Data security
At Brokers' BackOffice we take data security very seriously and therefore have implemented very strong IT control environment to protect against siginificant security vulnerabilities. In fact, majority of the aggregator groups scrutinise our information security and other operational controls before allowing the broker partners to utilise our services.
Please note some of the key IT security controls:
Technical controls
- The team at Brokers BackOffice operate completely paperless. Broker partners share their clients' files or folders through OneDrive/DropBox/Google Drive or any other cloud-based file sharing systems.
- Broker partners control access to their clients' files or folders. They allow us only the required level of access and can withdraw it after the loan processing tasks are completed.
- The files or folders shared by the broker partners are not accessed by the team members on their individual laptop devices. The team members log in to Sydney based servers through VPNs to perform the loan processing services.
- The security controls from within the servers prohibit moving/copying files or folders from secured servers to their own devices. That means, all files/folders always remain within the secured shell within the servers.
- These servers are scalable and virtual machines can be created in minutes allowing for the team to resume functioning without any significant operational interruptions.
- Using USBs/CDs or other mobile storage devices have been disabled on the servers.
- The servers are secured and only allows accessing websites/portals that have been authorised.
- Team members do not have admin privileges on the servers.

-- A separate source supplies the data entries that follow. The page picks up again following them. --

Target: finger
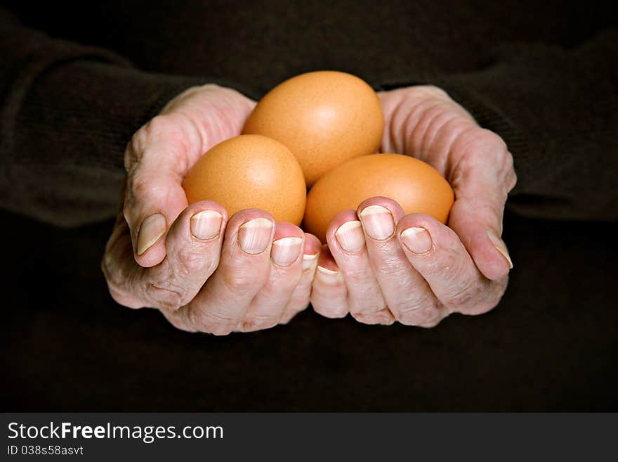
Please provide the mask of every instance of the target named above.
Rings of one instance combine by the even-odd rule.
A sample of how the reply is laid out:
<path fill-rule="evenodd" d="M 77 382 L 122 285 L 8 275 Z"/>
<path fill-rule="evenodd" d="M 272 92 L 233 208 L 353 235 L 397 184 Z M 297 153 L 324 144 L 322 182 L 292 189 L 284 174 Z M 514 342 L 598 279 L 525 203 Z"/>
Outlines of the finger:
<path fill-rule="evenodd" d="M 387 198 L 372 198 L 358 207 L 367 252 L 390 312 L 402 323 L 419 326 L 440 316 L 440 304 L 395 234 L 395 225 L 405 214 Z"/>
<path fill-rule="evenodd" d="M 376 278 L 395 319 L 409 326 L 441 319 L 440 302 L 410 264 L 395 235 L 395 223 L 405 214 L 399 204 L 386 198 L 372 198 L 358 210 Z"/>
<path fill-rule="evenodd" d="M 226 335 L 239 323 L 268 279 L 275 219 L 263 210 L 235 214 L 228 222 L 219 266 L 189 303 L 167 314 L 188 331 Z"/>
<path fill-rule="evenodd" d="M 227 220 L 225 209 L 211 200 L 192 204 L 178 216 L 165 238 L 165 259 L 141 271 L 150 306 L 173 310 L 193 300 L 219 264 Z"/>
<path fill-rule="evenodd" d="M 136 261 L 143 267 L 165 257 L 164 236 L 187 206 L 182 179 L 195 149 L 186 122 L 157 116 L 142 127 L 125 152 L 127 188 L 124 214 L 131 230 Z M 186 131 L 186 133 L 185 133 Z M 194 147 L 192 147 L 194 146 Z"/>
<path fill-rule="evenodd" d="M 343 276 L 324 244 L 317 257 L 317 267 L 311 288 L 313 310 L 327 318 L 343 318 L 349 312 L 348 288 Z"/>
<path fill-rule="evenodd" d="M 480 129 L 479 129 L 480 130 Z M 483 131 L 489 141 L 465 156 L 453 175 L 455 203 L 449 226 L 457 233 L 477 267 L 489 278 L 501 279 L 513 268 L 501 240 L 502 218 L 516 177 L 504 141 Z"/>
<path fill-rule="evenodd" d="M 320 239 L 305 233 L 305 247 L 303 250 L 302 275 L 294 291 L 284 310 L 280 323 L 287 324 L 293 317 L 309 305 L 311 296 L 311 285 L 317 267 L 317 258 L 322 250 Z"/>
<path fill-rule="evenodd" d="M 362 226 L 356 212 L 335 216 L 326 232 L 331 255 L 348 288 L 348 308 L 357 321 L 368 324 L 392 324 L 394 319 L 369 262 Z"/>
<path fill-rule="evenodd" d="M 455 232 L 428 215 L 404 217 L 397 227 L 401 248 L 447 313 L 484 313 L 502 290 L 479 272 Z"/>
<path fill-rule="evenodd" d="M 165 259 L 143 268 L 133 258 L 126 222 L 122 219 L 114 228 L 105 259 L 104 271 L 108 282 L 114 283 L 110 292 L 113 288 L 122 294 L 123 300 L 117 301 L 133 308 L 173 310 L 186 304 L 218 264 L 221 231 L 226 221 L 225 210 L 216 203 L 192 204 L 166 235 L 169 253 Z"/>
<path fill-rule="evenodd" d="M 277 223 L 270 249 L 270 272 L 251 301 L 239 330 L 250 332 L 279 323 L 303 274 L 305 233 L 291 223 Z"/>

That means, the servers only allow installing authorised applications on the systems providing protection again inadvertent installation of any malware or other viruses.
- Apart from complex password settings, all login credentials require multi-factor authentications.
- All individual team members laptop devices and our servers have also been secured with the latest and ongoing anti-virus subscriptions.
- In addition to the above controls, IT professionals regularly perform audits to identify any system vulnerabilities.
- Team members are regularly trained with respect to identifying potential security threats and how to maintain a strong IT control environment.
- We have very strong disaster recovery measures in place to provide safeguard against any major interruption of our business operations.
- Our server partners provide guaranteed uptime and also data are automatically backed up at regular intervals. Our dedicated team of IT professionals ensure that the systems, data, files or folders can be restored without any significant losses in case any contingencies eventuate.
HR related controls:
- Employees or contractors employed by Brokers BackOffice are well qualified and have Bachelors and/or Masters degree in accounting or finance.
- Before employees or contractors are hired, their background is thoroughly checked including verifying their legality to work, getting police clearance certificates and performing employer reference checks.
- Employees are adequately trained on data breach, IT risks and security measures. They are also trained on Australian Privacy Principles.
Other general controls
- We have adopted a privacy policy which is displayed on our website. The privacy policy is in line with the requirements of the Australian Privacy Principles.